The only ones using cash here are the elderly, immigrant workers and contractors that skip VAT. Been like that a long time. A restaurant chain here stopped accepting cash (illegal), and there was barely some buzz in the media. Buzz so brief I don’t know how it ended.
I can’t even remember the last time I had cash in my wallet
Credit card for the rewards, paid monthly. Keep cash for tipping and small stuff.
US: Credit card only, almost exclusively using Apple Pay. If I somehow obtain cash, I deposit it so that I can spend it using a card instead and earn the rewards. I actively use about half a dozen cards, choosing the right one for each transaction to maximize rewards.
While its solid you’re into the efficiency of it all, as an outsider it seems like an added headache to remember which card would be best for which outlet / type of transaction. I personally just maintain a few cards and only switch once I’ve reached about 50-60% the limit.

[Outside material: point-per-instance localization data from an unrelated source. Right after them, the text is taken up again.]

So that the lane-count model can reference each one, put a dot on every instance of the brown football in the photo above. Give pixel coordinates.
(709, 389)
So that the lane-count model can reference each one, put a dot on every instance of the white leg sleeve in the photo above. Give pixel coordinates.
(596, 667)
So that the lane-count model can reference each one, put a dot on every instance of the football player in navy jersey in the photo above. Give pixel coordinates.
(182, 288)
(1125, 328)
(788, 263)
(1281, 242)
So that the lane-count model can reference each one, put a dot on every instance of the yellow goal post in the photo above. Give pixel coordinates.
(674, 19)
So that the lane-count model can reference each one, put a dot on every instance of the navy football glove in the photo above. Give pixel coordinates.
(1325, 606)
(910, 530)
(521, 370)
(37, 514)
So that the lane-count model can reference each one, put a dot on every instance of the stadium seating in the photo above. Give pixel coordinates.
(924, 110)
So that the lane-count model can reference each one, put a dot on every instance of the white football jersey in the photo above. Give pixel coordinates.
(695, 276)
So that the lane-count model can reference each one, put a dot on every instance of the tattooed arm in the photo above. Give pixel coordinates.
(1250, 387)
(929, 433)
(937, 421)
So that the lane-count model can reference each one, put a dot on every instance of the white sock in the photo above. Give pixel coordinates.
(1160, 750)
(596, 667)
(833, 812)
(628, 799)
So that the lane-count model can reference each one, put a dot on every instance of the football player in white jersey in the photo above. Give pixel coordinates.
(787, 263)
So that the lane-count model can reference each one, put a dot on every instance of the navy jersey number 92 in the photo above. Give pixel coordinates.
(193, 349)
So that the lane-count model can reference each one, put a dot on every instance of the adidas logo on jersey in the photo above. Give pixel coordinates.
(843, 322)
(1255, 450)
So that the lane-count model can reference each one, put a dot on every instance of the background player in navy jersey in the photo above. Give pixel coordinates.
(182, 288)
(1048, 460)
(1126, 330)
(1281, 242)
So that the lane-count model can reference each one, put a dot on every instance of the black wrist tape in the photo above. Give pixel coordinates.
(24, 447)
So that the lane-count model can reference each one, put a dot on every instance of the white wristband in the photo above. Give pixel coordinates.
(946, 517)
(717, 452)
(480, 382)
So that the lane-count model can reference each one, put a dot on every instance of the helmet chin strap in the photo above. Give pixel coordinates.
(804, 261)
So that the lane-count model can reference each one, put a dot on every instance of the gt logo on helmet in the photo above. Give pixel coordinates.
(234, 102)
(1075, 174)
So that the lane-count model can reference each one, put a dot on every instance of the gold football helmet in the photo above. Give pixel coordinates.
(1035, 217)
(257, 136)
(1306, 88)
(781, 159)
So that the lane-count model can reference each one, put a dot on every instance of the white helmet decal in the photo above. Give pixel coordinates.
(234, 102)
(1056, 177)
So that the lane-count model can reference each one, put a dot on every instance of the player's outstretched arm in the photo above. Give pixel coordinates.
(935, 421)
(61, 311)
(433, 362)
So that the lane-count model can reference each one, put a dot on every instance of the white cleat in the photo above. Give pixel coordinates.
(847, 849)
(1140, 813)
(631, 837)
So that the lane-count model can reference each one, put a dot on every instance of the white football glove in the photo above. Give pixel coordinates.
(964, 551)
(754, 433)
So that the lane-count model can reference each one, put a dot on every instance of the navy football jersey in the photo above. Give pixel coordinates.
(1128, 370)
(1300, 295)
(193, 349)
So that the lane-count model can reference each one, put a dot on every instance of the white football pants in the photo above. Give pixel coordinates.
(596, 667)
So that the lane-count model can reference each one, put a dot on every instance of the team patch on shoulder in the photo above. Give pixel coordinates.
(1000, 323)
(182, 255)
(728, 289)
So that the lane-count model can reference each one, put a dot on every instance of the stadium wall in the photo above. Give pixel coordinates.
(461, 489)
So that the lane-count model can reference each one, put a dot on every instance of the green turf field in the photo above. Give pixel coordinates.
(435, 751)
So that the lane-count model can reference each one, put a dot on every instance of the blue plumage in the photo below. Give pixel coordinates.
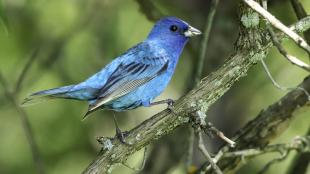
(135, 78)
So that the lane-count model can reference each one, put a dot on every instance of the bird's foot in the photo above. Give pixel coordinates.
(121, 135)
(170, 104)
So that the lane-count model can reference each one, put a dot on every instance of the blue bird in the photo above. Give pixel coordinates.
(136, 77)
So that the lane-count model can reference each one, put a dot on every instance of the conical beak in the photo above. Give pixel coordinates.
(192, 32)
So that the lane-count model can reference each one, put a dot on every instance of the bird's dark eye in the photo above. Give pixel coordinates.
(173, 28)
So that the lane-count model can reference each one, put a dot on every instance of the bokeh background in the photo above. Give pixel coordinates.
(69, 40)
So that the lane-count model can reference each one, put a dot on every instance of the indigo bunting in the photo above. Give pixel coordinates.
(136, 77)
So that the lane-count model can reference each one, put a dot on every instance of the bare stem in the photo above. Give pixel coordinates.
(276, 23)
(205, 152)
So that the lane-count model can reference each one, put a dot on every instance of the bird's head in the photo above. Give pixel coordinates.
(172, 32)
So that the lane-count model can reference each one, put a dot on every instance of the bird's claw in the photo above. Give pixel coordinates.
(121, 136)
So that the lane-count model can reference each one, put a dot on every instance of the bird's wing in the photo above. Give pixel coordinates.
(128, 76)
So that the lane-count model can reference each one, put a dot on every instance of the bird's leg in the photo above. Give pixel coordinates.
(168, 101)
(119, 133)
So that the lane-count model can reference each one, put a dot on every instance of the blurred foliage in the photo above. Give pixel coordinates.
(76, 38)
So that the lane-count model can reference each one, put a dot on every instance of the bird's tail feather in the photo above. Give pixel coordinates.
(41, 96)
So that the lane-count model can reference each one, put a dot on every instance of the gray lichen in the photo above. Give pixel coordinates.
(107, 144)
(250, 20)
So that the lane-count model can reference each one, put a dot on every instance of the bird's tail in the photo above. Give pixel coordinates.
(41, 96)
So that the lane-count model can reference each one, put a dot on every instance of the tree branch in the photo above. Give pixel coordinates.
(276, 23)
(258, 132)
(206, 93)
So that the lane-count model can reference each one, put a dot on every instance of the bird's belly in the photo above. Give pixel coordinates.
(145, 93)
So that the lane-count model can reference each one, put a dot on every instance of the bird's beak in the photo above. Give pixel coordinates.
(191, 31)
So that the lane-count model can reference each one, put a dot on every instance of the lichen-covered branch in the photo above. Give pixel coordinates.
(265, 127)
(210, 89)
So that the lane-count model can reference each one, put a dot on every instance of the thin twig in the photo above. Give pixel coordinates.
(142, 164)
(276, 84)
(26, 126)
(273, 161)
(199, 68)
(301, 13)
(205, 152)
(276, 23)
(205, 40)
(294, 60)
(189, 155)
(220, 134)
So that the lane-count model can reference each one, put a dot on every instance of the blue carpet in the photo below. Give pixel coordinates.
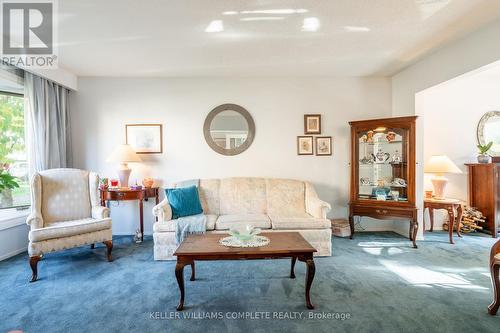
(377, 279)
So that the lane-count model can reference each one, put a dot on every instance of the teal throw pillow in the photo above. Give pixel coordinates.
(184, 201)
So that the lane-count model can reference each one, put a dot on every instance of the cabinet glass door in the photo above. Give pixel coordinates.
(382, 164)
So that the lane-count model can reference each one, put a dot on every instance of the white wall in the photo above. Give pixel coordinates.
(102, 106)
(460, 103)
(469, 53)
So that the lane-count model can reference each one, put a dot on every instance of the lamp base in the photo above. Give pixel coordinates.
(439, 184)
(124, 174)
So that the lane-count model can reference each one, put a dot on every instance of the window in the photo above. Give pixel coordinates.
(14, 183)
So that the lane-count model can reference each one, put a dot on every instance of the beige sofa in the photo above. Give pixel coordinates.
(275, 205)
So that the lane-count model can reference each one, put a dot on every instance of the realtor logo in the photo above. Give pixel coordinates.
(28, 31)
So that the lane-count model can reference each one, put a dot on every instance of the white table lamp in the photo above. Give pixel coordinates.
(123, 154)
(439, 165)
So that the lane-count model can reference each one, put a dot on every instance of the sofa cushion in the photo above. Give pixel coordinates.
(169, 226)
(209, 195)
(299, 223)
(184, 201)
(242, 196)
(69, 228)
(285, 197)
(226, 222)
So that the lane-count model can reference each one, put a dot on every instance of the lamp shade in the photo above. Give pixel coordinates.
(123, 154)
(440, 164)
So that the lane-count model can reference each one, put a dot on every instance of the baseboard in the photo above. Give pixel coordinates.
(13, 253)
(129, 234)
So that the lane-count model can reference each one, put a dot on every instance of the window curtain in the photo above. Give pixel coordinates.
(47, 124)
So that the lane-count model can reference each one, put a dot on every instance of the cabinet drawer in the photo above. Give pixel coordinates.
(383, 212)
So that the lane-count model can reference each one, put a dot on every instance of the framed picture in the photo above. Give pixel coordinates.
(304, 145)
(145, 138)
(312, 124)
(323, 145)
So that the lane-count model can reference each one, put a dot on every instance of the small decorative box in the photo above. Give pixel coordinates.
(341, 228)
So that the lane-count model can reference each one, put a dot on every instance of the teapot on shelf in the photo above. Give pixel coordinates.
(381, 157)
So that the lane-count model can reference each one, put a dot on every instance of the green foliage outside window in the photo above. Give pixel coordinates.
(14, 188)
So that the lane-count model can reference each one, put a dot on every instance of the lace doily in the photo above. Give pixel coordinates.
(257, 241)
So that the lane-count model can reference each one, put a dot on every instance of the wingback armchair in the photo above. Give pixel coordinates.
(65, 213)
(495, 278)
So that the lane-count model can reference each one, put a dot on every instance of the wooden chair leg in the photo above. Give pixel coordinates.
(34, 267)
(109, 248)
(495, 279)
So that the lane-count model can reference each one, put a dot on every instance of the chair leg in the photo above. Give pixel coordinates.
(34, 267)
(109, 248)
(495, 280)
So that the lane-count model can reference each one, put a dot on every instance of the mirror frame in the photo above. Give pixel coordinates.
(251, 129)
(480, 130)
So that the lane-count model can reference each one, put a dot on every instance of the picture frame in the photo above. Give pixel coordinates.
(323, 146)
(145, 138)
(312, 124)
(305, 145)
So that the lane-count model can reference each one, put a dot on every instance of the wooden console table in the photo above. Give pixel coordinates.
(125, 193)
(450, 205)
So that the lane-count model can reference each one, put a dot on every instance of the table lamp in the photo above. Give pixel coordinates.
(439, 165)
(123, 154)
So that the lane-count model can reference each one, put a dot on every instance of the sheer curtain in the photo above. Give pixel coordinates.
(47, 124)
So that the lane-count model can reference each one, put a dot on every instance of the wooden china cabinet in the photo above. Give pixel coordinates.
(383, 171)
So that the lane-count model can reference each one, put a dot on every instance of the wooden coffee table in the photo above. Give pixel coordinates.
(206, 247)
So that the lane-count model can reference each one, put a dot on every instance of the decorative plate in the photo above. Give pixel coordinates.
(232, 241)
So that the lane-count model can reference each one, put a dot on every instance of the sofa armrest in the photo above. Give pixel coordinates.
(317, 208)
(100, 212)
(163, 211)
(35, 221)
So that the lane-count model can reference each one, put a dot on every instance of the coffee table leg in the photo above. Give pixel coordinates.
(292, 270)
(311, 269)
(179, 274)
(192, 271)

Cash, because I try to keep at least some privacy.
Cash. feels better + Banks cant track me
Banks also seem willing to share their data with government agencies.
I always pay with credit card whenever I can for the rewards, then pay it off fully.
cash is printed freedom
Card whenever possible. Faster and more secure in almost every aspect.
Germany
Could be a Berlin thing, but I found it so weird when I was there in early 2020 that most places didn’t accept card.
Cash and only cash. I live in Europe, so basocally wherever I decide to travel, my euros will be accepted, otherwise I’d rather get ripped off by an exchange than give a single piece of metadata to my bank :)
Travelling to places with a different currency outside the EU, I take my debit card and on the very first day withdraw some of the local currency from an ATM.
I live in the eurozone, and I don’t even know what euro cash looks like.
cash. i don’t buy much because i can’t afford to, and what i do is purchased in a real store.
not even well fargo or boa would make a fake account using my data.
Card. Gotta get that cash back.
Do people still carry cash these days? Maybe if I was going to a garage sale or some private transaction… but even for those it’s more convenient to do an e-transfer. Some businesses don’t even have cash registers any more, just a card reader.
I sometimes carry cash. I’ll say one thing, paying with cash makes it easier to avoid the tipping creep problem we’re seeing at U.S. businesses that have traditionally not had tipping.
Almost everyone uses their card or phone here in Sweden. A lot of places stopped accepting cash.